HN teaches me something new every day.

3 comments

What would you say Java is missing? Sure, it does have the "oops, we implemented Unicode when they said we only needed 16 bits problem" but unlike, say, JS, it actually handles astral plane characters well (e.g., the regex implementation actually says that . matches an astral plane code point rather than half of one).

It does have all the major Unicode annexes--normalization (java.text.Normalizer), grapheme clusters (java.text.BreakIterator), BIDI (java.text.Bidi), line breaking (java.text.BreakIterator), not to mention the Unicode script and character class tables (java.lang.Character). And, since Java 8, it does have a proper code point iterator over character sequences.

I stand corrected. Java 8 has everything you could expect.
Python 3 does pretty good.
It does better than most, though Python 3 lacks grapheme support in the standard library, requiring developers to use a library like uniseg.

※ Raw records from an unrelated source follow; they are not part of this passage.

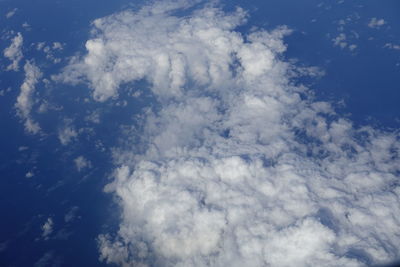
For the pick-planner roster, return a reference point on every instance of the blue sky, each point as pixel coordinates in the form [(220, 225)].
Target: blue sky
[(189, 133)]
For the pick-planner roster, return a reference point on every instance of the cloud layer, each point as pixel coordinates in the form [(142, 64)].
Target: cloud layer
[(25, 100), (238, 166), (14, 52)]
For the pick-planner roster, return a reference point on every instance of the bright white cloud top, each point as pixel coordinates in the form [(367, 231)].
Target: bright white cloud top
[(14, 52), (240, 167), (25, 99)]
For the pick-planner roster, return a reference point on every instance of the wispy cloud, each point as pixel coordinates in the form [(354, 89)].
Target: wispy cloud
[(376, 23), (14, 52), (25, 101), (11, 13), (240, 167), (47, 228)]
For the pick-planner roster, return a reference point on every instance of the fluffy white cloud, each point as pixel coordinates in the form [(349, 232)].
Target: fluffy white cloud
[(47, 228), (376, 23), (82, 163), (11, 13), (25, 101), (240, 167), (14, 52), (67, 133)]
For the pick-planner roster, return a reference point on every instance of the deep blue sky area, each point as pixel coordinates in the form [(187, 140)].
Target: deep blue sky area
[(363, 83)]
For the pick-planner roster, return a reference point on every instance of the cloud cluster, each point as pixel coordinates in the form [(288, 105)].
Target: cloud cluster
[(240, 167), (82, 163), (67, 133), (14, 52), (376, 23), (25, 101), (47, 228)]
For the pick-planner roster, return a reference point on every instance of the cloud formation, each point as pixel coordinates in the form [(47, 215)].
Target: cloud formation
[(82, 163), (239, 166), (25, 101), (47, 228), (14, 52), (376, 23)]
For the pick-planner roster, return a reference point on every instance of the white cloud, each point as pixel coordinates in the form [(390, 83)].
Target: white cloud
[(11, 13), (376, 23), (47, 228), (71, 214), (67, 133), (392, 46), (240, 167), (82, 163), (14, 52), (25, 101)]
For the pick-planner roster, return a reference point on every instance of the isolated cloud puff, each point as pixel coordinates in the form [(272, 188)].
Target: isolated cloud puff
[(25, 99), (82, 163), (237, 166), (14, 52), (67, 133), (376, 23), (47, 228)]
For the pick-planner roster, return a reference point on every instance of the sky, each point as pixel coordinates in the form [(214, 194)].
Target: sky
[(195, 133)]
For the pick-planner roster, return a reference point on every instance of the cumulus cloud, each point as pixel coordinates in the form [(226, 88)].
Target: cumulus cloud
[(376, 23), (47, 228), (11, 13), (238, 166), (67, 133), (25, 101), (82, 163), (14, 52)]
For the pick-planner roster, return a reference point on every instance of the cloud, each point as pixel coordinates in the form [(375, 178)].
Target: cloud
[(71, 214), (11, 13), (47, 228), (392, 46), (14, 52), (376, 23), (25, 101), (67, 133), (237, 166), (82, 163)]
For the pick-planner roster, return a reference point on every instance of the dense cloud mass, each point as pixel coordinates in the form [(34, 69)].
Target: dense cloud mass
[(25, 99), (239, 167), (14, 52)]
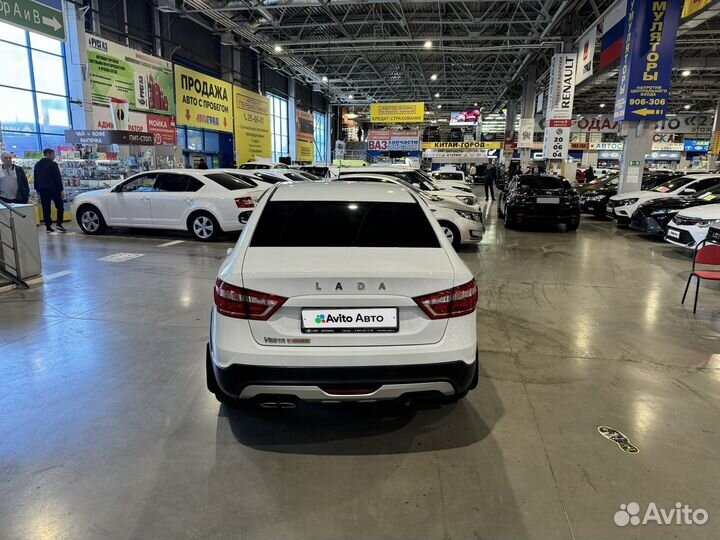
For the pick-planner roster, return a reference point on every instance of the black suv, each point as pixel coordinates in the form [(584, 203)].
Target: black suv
[(531, 198)]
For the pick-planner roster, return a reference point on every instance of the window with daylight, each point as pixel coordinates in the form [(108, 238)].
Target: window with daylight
[(33, 91), (280, 138), (320, 138)]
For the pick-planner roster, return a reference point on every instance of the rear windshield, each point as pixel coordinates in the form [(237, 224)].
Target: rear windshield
[(544, 182), (230, 181), (343, 224)]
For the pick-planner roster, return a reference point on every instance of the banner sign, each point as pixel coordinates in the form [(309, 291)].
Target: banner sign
[(462, 145), (696, 146), (125, 79), (304, 135), (645, 74), (163, 127), (397, 113), (561, 92), (526, 133), (586, 52), (107, 137), (405, 140), (253, 139), (202, 101), (611, 44)]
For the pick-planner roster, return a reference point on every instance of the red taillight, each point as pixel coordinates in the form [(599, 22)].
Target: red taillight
[(455, 302), (244, 202), (242, 303)]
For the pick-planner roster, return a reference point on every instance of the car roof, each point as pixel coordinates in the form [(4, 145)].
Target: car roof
[(342, 191)]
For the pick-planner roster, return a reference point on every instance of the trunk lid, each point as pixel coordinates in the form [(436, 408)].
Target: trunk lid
[(350, 279)]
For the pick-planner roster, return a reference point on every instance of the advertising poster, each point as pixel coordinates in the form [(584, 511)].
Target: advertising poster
[(252, 125), (645, 74), (403, 140), (203, 101), (125, 79), (163, 127), (304, 135), (397, 113)]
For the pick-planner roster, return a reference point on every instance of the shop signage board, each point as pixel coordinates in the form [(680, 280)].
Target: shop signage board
[(696, 146), (462, 145), (644, 77), (106, 137), (397, 113), (163, 127), (40, 16), (126, 79), (203, 101), (304, 135), (526, 133), (586, 52), (253, 139), (387, 140), (561, 92)]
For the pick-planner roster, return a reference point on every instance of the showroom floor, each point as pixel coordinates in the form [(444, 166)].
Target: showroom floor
[(107, 430)]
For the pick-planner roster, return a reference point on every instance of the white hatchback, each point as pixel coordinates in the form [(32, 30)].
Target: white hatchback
[(203, 202), (342, 291)]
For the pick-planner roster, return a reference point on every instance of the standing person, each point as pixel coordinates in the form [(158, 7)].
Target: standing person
[(14, 186), (490, 176), (48, 184)]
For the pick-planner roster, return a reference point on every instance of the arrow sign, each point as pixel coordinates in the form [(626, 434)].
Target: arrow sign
[(40, 17)]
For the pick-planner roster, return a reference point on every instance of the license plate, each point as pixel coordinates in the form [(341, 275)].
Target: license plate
[(359, 320)]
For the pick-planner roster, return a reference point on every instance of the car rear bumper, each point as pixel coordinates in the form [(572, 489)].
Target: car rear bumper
[(374, 383)]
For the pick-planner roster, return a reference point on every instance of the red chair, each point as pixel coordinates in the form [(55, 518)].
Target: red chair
[(708, 254)]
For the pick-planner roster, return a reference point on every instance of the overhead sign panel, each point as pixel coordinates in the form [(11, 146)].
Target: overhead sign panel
[(586, 52), (644, 78), (42, 17), (203, 101), (397, 113)]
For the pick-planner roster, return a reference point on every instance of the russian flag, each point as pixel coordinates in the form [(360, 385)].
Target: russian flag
[(612, 41)]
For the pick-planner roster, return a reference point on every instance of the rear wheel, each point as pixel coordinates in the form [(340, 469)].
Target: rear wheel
[(451, 233), (204, 226), (90, 220)]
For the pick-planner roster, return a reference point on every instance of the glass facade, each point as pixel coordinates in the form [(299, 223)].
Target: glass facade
[(279, 127), (33, 91), (320, 137)]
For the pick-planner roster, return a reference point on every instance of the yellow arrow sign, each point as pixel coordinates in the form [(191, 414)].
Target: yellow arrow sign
[(645, 112)]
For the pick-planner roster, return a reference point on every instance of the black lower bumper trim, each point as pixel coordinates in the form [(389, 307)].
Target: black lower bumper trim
[(235, 378)]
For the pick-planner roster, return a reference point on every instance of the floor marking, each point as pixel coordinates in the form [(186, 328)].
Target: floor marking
[(619, 438), (56, 275), (121, 257)]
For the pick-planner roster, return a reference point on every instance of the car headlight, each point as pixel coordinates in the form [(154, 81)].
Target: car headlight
[(475, 216), (627, 202)]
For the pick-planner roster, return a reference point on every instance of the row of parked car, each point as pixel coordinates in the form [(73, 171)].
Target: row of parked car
[(210, 202), (678, 206)]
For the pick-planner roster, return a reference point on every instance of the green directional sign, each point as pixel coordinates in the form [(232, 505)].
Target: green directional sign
[(33, 16)]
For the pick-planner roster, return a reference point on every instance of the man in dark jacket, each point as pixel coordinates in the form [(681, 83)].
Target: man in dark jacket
[(48, 184), (13, 182)]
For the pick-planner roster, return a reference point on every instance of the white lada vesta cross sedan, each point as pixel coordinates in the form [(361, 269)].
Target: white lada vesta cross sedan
[(342, 291)]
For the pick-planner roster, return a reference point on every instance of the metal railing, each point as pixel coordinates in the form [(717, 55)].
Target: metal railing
[(8, 270)]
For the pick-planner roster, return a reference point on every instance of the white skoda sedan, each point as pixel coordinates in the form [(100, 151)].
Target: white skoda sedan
[(342, 291), (205, 203)]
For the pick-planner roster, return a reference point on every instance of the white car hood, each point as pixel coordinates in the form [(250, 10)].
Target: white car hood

I.e. it "lacks an effective way to deal with text that doesn't involve dragging in third-party libraries", and is thus evidently not a "high-level language".
How does Ruby struggle with unicode?
This is from a couple of weeks ago, there's a few things broken still, but what languages do have full support out of the box?

http://blog.honeybadger.io/ruby-s-unicode-support/

Swift
Go
Well, for one, I can't even write a portable unicode string literal.

> "\xAA".split ''

That works on a platform where my platform is UTF-32, but not one where it is UTF-8.